In vitro validation of chemo-transcriptomic fingerprints for the classification of the mode of action of antimalarial drugs

Abstract

Malaria is an infectious disease brought on by Plasmodium parasites. Resistance development to current treatment measures is a significant challenge to the progress made in eradicating malaria. As a result, developing new drugs with novel targets and modes of action (MoA) is of utmost importance to address this resistance. van Heerden et al. used classification-based machine learning to develop a rationally selected model capable of stratifying compounds into different MoA groups with a 77 % accuracy. This model used chemo-transcriptomic fingerprints to indicate that the variant expression of only 50 transcripts was sufficient to classify different compounds with similar MoA into the same subsets quickly and specifically. This study used real-time, quantitative PCR and the 2-△△Cq relative quantification method to investigate the in vitro expression levels of the biomarkers that van Heerden et al. identified as responsive to compound treatment within parasite populations treated with antimalarial compounds. Five control compounds, each with a known MoA was used to established that the qPCR amplification of the biomarkers was sufficient to distinguish between the compounds and that compounds with specific targets clustered separately from those with non-specific targets. Four clinical candidates with dissimilar MoAs not previously evaluated in the machine learning model solidified that the biomarkers could create distinctive chemo-transcriptomic fingerprints for each compound’s MoA. Lastly, a clinical candidate that shares a target with a control compound was introduced, proving that compounds with overlapping biological activity showed similarities in their chemo-transcriptomic fingerprints.
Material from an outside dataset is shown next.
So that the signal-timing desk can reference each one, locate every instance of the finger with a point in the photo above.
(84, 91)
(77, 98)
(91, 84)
This data indicated that the biomarkers identified using machine learning could be predictive biomarkers for compound MoA classification. The limited number of biomarkers, as well as the established qPCR-based platform parameters in this study, provides a rapid and scalable means to determine a compound’s MoA, therefore greatly benefiting antimalarial drug discovery by allowing drug candidates to be evaluated for unfavourable MoAs and ensuring that the MoA remains unchanged during lead optimisation.